Ik vind het belangrijk dat ik alles onder controle heb. Ik ben geen controlfreak, maar ik vind het wel fijn om alles netjes op orde te hebben. Kleine dingen ook, zoals het op tijd betalen van rekeningen. Dat geeft me een fijn gevoel. Ik heb geen vaste rituelen of bijgeloof. Mijn fiets moet wel altijd schoon zijn. Andere coureurs maakt het helemaal geen bal uit hoe hun fiets eruitziet. Bij mij wel. Ik vind mijn rust verder op de fiets en kan eindeloos genieten als ik hier in Noord-Limburg met muziek van Guus Meeuwis, Rowwen Hèze of De Toppers op de koptelefoon rondfiets. Van Nederlandstalige muziek ben ik echt fan.”
‘Hard trainen en er echt voor leven is het belangrijkste, maar misschien helpt verliefdheid ook‘
Servais Knaven
‘Wout Poels is de perfecte knecht, maar ook de perfecte kopman en sfeermaker. De ideale persoon om in je groep te hebben.’
“Dat is zoals ik ben. Gewoon Wout. Ik speel geen rol. Ik vind het fijn om mezelf te zijn in een ploeg. Dat kan bij Team Sky. Blijkbaar hadden ze daar behoefte aan. Het is allemaal supergoed geregeld bij die ploeg, maar je moet soms ook even kunnen dollen. Je bent zo vaak met elkaar op pad, het moet wel gezellig zijn. Vind ik belangrijk. Voor de start van de Amstel Gold Race vind ik het plezierig om nog even op een terras voor de bus koffie te drinken met vrienden en familie. Wat de anderen van de ploeg daarvan vinden is niet iets waar ik bij stil sta.
Wat heel mooi was, was die ontlading in onze bus toen ik na Luik-Bastenaken-Luik binnenkwam. Iedereen ging los. Schreeuwen. Champagne. Mijn ploeggenoten moesten lang wachten, omdat ik na de huldiging al die verplichte dingen nog had. De persconferentie, dopingcontrole. Ze moesten allemaal nog met de teambus naar het vliegveld en hebben hun vlucht gemist. Maar of we een vriendenploeg zijn, ik weet het niet. Voor mijn echte vrienden ga ik terug naar Blitterswijck, daar liggen mijn roots.

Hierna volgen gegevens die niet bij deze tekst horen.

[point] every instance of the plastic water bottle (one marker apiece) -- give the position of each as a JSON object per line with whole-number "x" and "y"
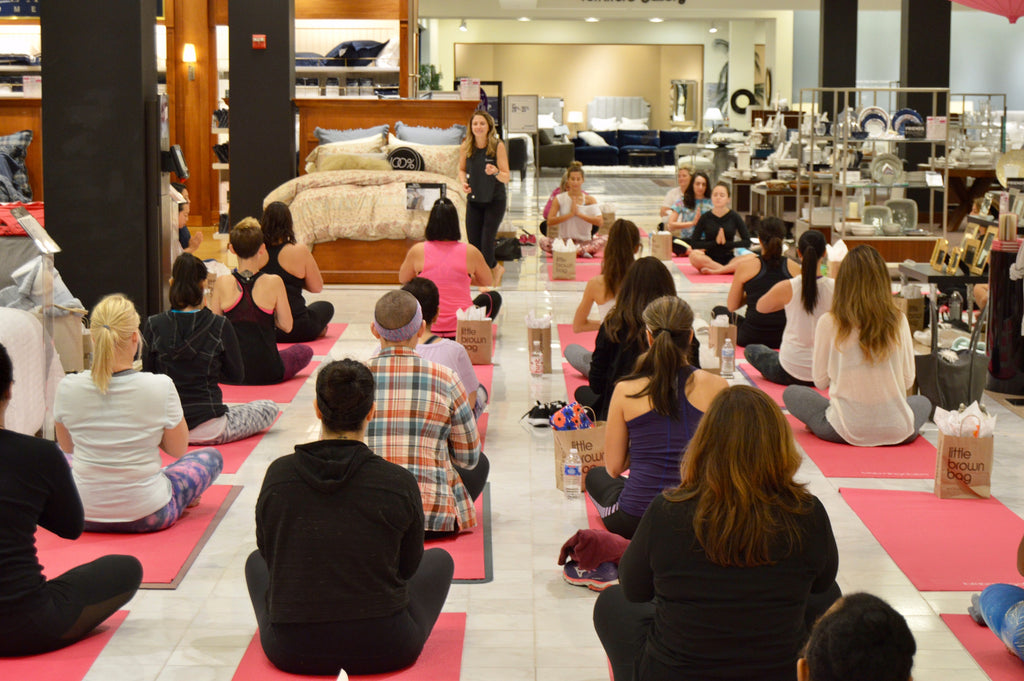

Ik kan het wel goed vinden met de meeste collega’s, maar thuis is Noord-Limburg. Ik hoef niet zoals de meeste collega’s een huis in Monaco. Nu nog niet tenminste. Ben nog te veel gehecht aan de wereld hier. Monaco kan altijd nog. Ik moet wel gelukkig zijn en waar ik woon, speelt daarin een belangrijke rol. Ik heb hierachter het dorpscafé op de basisschool gezeten. Als ik van het vliegveld terug naar huis rij en ik zie de borden ‘Venray’ dan denk ik: ik ben bijna thuis.”

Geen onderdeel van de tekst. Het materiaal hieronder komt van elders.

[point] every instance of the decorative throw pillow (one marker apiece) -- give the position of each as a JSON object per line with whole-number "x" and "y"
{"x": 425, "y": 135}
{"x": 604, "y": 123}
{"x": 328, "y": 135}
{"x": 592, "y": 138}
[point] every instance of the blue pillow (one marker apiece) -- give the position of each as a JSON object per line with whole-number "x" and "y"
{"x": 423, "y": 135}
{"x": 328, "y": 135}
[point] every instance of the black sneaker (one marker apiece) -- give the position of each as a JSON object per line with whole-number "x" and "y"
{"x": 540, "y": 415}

Tekst gaat verder onder de foto
Stef Clement
@Wout Poels schrijft geschiedenis. @Liegebas-Tognel en snoert daarmee hopelijk voorgoed ‘generatie-vroeger-was-alles-better’ de mond.‘
“Daar ben ik het helemaal mee eens. Vroeger was het allemaal anders. De sport en de top zijn nu veel breder. Het is veel moeilijker om te winnen tegenwoordig. Ik denk vaak: laat ze maar lullen, joh. Ik heb weleens dagen dat ik denk: moet dat nou allemaal gezegd worden? Waarom allemaal zo negatief? Mag het eens wat positiever? Die negatieve kant opzoeken, is heel makkelijk. Als je altijd maar negatief bent, mag je eigenlijk ook niet tevreden zijn met een vierde plek bij de Waalse Pijl. Dan zeggen ze: ‘Alleen winnen telt.’ Dat is bij voetbal makkelijk: je wint, verliest of speelt gelijk. In het wielrennen is dat met veel coureurs en een veel bredere top dan dertig jaar geleden veel moeilijker geworden.”
Chris Froome
‘Poels heeft het vorig jaar in de Tour fantastisch gedaan. Hij was de laatste die bij me was in de bergen. Hij is een geweldige jongen en we delen een kamer. Als kamergenoot is hij vreselijk met zijn Nederlandstalige muziek.’
“Soms komt Chris binnen en dan heb ik Guus Meeuwis opstaan. Froome heeft roots in Zuid-Afrika en spreekt en verstaat een beetje Nederlands. We zijn totaal verschillende types, maar daarom klikken we misschien wel zo goed. Alleen in de Tour delen we geen kamer, dan hebben we eigen kamers. Maar in etappekoersen als de Dauphiné liggen we samen. Dan hebben we het vaak over de koers. Hoe ging het die dag? Wat moet beter? Of we maken een plan voor de volgende dag. Chris weet altijd heel goed waar hij mee bezig is. Hij wil presteren in de Tour, daar draait alles om. Of het gezellig is met hem op een kamer? Op zich wel, hoor.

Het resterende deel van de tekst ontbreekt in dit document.